- COVID-19 has completely halted most international travel, crippling economies that rely on the tourism industry.
- Countries like Kenya and the Gambia, who rely on tourism for 9% and 20% of their respective GDPs, are looking at ways to support the industry.
- Educating businesses and small villages about COVID-19 free is just one of the ways.
In the Gambia, teams of young tourism guides in their first holiday season are doing something very different from what they learned in training. They have been redeployed to act as coronavirus guides for their local communities, raising awareness and explaining to their fellow Gambians how to prevent the spread of infection.
On the beaches, the normally busy fruit seller huts are empty and everything is quiet. Such is the situation in many African tourist resorts in 2020, with tourism reduced to almost nothing.
Globally, tourism could lose around 120 million jobs as a result of the coronavirus pandemic, according to the World Travel & Tourism Council. The number of holidaymakers travelling abroad is forecast to halve in 2020 as more than US$3 trillion (£2.4 trillion) gets wiped off global tourism GDP.
This will be keenly felt by the many countries whose people depend on tourism. Two examples on opposite coasts of Africa are the Gambia and Kenya. Tourism accounts for 9% of Kenya’s GDP and 20% in the Gambia. It provides a living to around 10% of Kenyans and nearly a fifth of Gambians, while acting as an important source of foreign exchange.
In both countries, the pandemic is damaging hotels and tour operators, putting people out of work, reducing GDP, and affecting thousands of small businesses in the tourism supply chain, such as providers of food, transport and souvenirs.
There are also wider consequences that may be less obvious. Poverty alleviation initiatives tied to tourism through youth and women’s empowerment programmes are being set back.
Tourism can also support conservation. In Kenya, the Ol’Pejeta Conservancy to the north of Nairobi is home to the world’s last two northern white rhinos. In 2018, Ol’Pejeta spent US$2.6 million on wildlife conservation and community development, much of it protecting endangered species from poaching.
How they are responding
Kenya’s 51 million population is more than 20 times bigger than that of the Gambia. Tourism is usually the number-one source of income after agriculture for those in rural areas, especially on the coast and in places rich with wildlife. But for a country that specialises in high-end safari and beach holidays for rich westerners, the crisis has hit hard.
Early in the crisis, tourism associations advised their members on keeping clients and staff safe, as well as holiday cancellation policies. They negotiated with the government, tax authority and banks on how to protect businesses. Tourist businesses have now cut back to skeleton staff and business partners have been giving one another 12 months’ grace on debts.
The government is providing some financial support to industry workers through an economic stimulus programme. It has also mobilised tourism-association leaders into a taskforce to oversee reopenings.
In the Gambia, tourism had already suffered in recent years from political unrest, Ebola and the collapse of Thomas Cook. It is also over-dependent on a few tour operators selling winter-sun holidays, and charter flights that find it more profitable to fly to the Mediterranean during the European summer. This imposes a “season” that limits the potential to bring in tourists all year round.

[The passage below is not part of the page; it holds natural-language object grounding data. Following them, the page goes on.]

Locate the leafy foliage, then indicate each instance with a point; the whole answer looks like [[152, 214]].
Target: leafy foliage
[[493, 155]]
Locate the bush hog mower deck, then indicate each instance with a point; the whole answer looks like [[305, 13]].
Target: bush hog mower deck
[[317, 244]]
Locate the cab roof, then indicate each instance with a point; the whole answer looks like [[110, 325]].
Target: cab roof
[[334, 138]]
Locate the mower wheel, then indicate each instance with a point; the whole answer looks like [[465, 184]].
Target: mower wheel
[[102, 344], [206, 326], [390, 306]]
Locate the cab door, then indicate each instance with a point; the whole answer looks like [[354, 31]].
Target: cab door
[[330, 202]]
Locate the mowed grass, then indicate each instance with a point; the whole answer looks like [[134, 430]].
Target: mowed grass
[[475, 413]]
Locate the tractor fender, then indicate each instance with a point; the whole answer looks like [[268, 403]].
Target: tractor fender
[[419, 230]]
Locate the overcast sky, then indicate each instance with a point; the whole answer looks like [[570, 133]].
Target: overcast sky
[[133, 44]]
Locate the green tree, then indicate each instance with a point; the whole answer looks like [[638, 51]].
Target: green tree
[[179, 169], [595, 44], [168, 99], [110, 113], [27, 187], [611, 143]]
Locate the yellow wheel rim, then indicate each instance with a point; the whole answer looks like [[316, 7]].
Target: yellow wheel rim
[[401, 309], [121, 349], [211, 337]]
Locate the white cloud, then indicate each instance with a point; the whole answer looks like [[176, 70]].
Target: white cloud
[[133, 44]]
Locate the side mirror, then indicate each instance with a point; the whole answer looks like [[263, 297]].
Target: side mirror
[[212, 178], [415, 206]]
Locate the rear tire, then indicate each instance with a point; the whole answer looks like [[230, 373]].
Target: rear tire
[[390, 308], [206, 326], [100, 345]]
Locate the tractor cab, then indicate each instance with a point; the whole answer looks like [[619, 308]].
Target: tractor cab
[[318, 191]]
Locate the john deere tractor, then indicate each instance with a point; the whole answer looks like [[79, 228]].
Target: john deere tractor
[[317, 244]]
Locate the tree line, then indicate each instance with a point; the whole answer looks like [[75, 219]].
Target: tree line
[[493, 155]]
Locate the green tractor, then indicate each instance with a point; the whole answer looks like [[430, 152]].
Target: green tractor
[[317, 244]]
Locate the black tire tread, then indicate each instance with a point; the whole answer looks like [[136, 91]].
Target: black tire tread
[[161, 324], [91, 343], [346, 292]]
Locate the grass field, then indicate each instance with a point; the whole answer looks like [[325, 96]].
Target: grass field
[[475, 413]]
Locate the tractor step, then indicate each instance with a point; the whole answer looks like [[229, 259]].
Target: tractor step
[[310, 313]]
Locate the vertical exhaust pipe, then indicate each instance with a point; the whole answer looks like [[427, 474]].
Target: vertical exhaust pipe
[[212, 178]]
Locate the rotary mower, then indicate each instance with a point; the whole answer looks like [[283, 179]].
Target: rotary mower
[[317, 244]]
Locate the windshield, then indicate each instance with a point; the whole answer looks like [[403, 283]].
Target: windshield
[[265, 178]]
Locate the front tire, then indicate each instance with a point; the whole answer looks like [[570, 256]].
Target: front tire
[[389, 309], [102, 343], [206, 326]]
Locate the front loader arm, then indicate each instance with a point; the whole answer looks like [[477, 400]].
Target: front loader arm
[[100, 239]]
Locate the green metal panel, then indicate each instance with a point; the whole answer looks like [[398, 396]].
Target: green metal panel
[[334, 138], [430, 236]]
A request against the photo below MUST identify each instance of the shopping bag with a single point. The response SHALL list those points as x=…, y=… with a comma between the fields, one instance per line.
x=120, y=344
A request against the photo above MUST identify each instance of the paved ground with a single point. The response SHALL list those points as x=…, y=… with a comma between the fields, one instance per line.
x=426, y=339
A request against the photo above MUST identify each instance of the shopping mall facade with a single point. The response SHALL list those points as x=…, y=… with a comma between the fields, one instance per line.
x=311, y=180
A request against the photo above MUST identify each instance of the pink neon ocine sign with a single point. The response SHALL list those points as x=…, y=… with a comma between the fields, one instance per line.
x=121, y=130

As well as deploying the youth tourism guides to help fight coronavirus, the Gambia Tourism Board has worked with the ministry of health to develop safety measures for hotels. The government is working with the UN to kickstart recovery efforts to safeguard livelihoods. Meanwhile, those in the industry have called on the government to provide tax breaks, moratoriums on loans and support packages for wages and economic stimulus.
In both countries, the emphasis during the crisis has been on collaboration. But this needs to happen internationally, too, since neither has the “fiscal space” for the economic stimulus seen in advanced economies. A Mandinka proverb says that “rice fields with the same borders share the same waters”. We’re all in this together, in other words.
In March 2020, the World Economic Forum called on the US Federal Reserve and other central banks propping up their economies with quantitative easing (QE) – creating new money to buy their government’s debt – to help developing countries by also buying their debt. There is no sign of this happening.
Some bigger developing countries such as South Africa have launched their own QE programmes, but for many others dependent on tourism, the lack of international support is making the crisis worse.
The crisis is also an opportunity to develop more sustainable tourism. The Gambia has already shown a way forward by developing an alternative to “sun, sand and sea” packages known as The Ninki Nanka Trail. The trail enables visitors to discover the Gambia’s rich natural and culture heritage while experiencing the important oral legend of the mythical Ninki Nanka dragon said to reside in the creeks of the River Gambia.
Launched in February 2020 and set up with the help of an EU-funded Youth Empowerment Project, the trail aims to do two things: help the Gambia to reduce poverty in rural areas by diversifying into community-based tourism, while extending the season into the “green/tropical” months of July/August.
The Ninki Nanka Trail shows how tourism can be used to celebrate culture and facilitate meaningful engagement with communities, but there is much more that could be done in Kenya and the Gambia to target tourists that bring environmental and social benefits as well as economic ones. With stronger international support and a good vision for the future, it is a good moment to build something better than what was there before.